Let $((X_n, d_n))_{n = 1}^{\infty}$ be a sequence of metric spaces and let $X := \Pi_{n = 1}^{\infty} X_n$. Equipping the product space $X$ with the metric $$ d : X \times X \to [0,\infty), \quad (x,y) \mapsto \sum_{n = 1}^{\infty} \frac{1}{2^n} \frac{d_n (x_n, y_n)}{1 + d_n (x_n, y_n)} $$ makes the pair $(X, d)$ into a metric space. The following characterisation of convergence in $(X, d)$ is well-known.
A sequence $(x_k)_{k = 1}^{\infty} \subset X$ converges to an element $x \in X$ if, and only if, the sequence $(x_n^{(k)})_{k = 1}^{\infty} \subset X_n$ converges to $x_n \in X_n$ for each $n \in \mathbb{N}$.

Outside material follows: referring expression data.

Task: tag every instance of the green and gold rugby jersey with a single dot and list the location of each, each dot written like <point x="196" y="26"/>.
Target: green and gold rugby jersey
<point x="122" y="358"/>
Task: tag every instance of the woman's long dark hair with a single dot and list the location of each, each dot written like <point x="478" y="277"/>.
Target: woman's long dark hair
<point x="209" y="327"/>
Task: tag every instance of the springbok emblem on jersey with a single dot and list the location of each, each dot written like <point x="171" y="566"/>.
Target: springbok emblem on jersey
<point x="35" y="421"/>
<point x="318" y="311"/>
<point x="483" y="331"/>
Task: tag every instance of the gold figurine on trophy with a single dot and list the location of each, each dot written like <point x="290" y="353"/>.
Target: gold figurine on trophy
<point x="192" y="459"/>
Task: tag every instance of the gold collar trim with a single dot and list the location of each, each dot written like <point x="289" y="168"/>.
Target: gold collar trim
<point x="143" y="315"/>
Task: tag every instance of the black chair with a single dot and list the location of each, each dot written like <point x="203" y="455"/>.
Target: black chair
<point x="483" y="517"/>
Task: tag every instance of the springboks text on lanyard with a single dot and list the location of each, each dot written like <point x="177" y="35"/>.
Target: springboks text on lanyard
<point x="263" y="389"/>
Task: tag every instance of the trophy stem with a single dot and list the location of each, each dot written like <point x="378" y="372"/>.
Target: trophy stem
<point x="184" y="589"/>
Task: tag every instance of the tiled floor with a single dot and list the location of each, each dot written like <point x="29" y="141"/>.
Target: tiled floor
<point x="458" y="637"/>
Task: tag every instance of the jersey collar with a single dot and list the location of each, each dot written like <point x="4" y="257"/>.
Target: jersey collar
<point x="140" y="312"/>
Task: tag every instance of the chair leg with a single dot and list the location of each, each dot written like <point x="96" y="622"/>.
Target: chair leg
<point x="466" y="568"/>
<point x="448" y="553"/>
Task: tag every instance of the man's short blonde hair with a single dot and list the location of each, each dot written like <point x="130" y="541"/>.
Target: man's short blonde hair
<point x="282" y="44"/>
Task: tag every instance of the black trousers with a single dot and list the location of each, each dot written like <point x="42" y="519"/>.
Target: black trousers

It is quite surprisingly, but I am not able to find a direct proof of this fact in the literature. The forward implication is readily verified and the converse implication follows from Lebesgue's dominated convergence theorem. However, I am curious whether there is a more direct or standard proof of the converse direction. I do namely not think that the dominated convergence theorem is really needed for this.
Any comment or reference is highly appreciated.
The topology induced by your metric is the same as the usual product topology on the space $\prod_{i = 1}^\infty X_i$ where the topologies on $X_i$ are the ones induced by $d_i$. This fact can be found (with proof of course) on p. 259 in the book General Topology by Ryszard Engelking found here. Then you may use simply that a sequence converges in the product space if and only if every projected sequence converges. This is suggested as exercise 6 in Munkres Topology, p. 118 found here.